Former Labour Cabinet minister Paul Murphy said he stood by his committee’s conclusion last year that MI5 was not at fault.
However, yesterday, Tony Blair formally asked the Committee, which he appointed, to review the way that intelligence gathered before the bombings was handled.
At the time, the Government said that the four bombers were “clean skins” – terrorists who had never previously been spotted by security services.
But at the conclusion of the so-called fertiliser bomb trial on Monday, in which five men were sentenced to life terms for plotting explosions at civilian targets, it was revealed that MI5 had tracked two of the 7/7 bombers.
Mohammad Sidique Khan and Shezad Tanweer were recorded, photographed and followed.
But they were never identified or examined further as there was no intelligence to suggest they posed a terror threat.
MI5 has denied claims that it failed to pass the results of its surveillance to West Yorkshire police, which would have allowed the men to be pursued. Security sources said the information was passed on.
But although Mr Reid initially told MPs “no mistakes were made”, then, in a Sky interview, he appeared to concede that there was a “conflict” about whether or not the information was handed over to police investigators.
His admission was seized on by David Davis, the Shadow Home Secretary, who said it proved the case for an inquiry. In a letter to Mr Reid, he wrote:
“I fear that ongoing resistance to an independent inquiry will prove a false economy, in terms of the human costs at stake, the long-term effectiveness of our counter-terrorism efforts and the wider public confidence which is so critical to those efforts.”
He condemned the decision to order the Committee’s review, saying that it had no “independent investigative capacity” and would effectively be investigating itself.
Survivors and relatives of those killed marched to the Home Office to deliver a letter to Mr Reid calling for an independent inquiry.
They demanded a “comprehensive, accurate and definitive” account of events. The letter was signed by up to 50 of those affected by the attacks that killed 52 and left nearly 1,000 injured.
Among those backing the 7/7 Inquiry Group was Danny Biddle, of East London, who lost both legs in the attacks, and 36-year-old Rachel North, who survived the blast on the Piccadilly Line train.
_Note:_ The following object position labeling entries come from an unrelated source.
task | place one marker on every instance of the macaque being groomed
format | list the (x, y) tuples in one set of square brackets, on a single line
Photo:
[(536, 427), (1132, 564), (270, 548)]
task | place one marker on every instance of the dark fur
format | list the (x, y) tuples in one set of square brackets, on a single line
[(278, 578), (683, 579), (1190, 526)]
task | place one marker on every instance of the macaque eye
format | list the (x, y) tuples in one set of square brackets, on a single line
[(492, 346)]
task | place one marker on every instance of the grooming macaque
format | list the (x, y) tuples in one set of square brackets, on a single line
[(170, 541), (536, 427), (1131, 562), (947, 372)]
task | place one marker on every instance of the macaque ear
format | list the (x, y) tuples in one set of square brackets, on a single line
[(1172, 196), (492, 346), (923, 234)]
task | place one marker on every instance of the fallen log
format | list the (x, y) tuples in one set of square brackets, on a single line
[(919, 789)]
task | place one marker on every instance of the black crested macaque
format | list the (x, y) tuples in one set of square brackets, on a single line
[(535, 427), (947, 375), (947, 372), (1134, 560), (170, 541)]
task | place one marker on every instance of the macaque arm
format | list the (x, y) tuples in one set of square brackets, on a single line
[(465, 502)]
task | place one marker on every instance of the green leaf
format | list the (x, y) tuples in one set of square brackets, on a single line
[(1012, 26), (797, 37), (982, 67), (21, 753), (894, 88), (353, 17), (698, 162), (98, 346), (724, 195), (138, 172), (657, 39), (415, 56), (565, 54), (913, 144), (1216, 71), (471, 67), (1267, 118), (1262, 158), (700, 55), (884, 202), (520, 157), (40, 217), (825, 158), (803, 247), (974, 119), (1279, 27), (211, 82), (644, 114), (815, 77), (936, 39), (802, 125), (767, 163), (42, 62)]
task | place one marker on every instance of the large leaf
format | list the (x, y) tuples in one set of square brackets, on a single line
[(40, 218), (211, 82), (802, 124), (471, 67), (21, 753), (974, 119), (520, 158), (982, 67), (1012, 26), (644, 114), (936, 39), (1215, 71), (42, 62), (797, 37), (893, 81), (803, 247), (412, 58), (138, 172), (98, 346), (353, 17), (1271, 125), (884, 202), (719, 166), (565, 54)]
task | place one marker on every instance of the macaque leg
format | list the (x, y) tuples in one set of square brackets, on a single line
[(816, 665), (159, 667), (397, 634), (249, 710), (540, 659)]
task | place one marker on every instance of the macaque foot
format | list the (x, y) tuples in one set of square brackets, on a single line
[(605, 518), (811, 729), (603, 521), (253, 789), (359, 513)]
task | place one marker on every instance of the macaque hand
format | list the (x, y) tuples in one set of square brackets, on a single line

She said they had been misled by the Government.
“A year ago we were being told that the bombers were clean skins, coming out of the blue,” she said.
“It is quite apparent now that they were not. Here we stand with so many questions still unanswered, driven by our desire to save lives by finding out the truth.”
The Prime Minister yesterday led resistance to an inquiry.
He told GMTV: “The problem if you have an independent public inquiry into something like this is you will divert all their energy and attention into trying to answer the questions that come up in the inquiry.”
A Home Office spokesman said Mr Reid understood the feelings of those affected by the blasts and promised to consider their plea.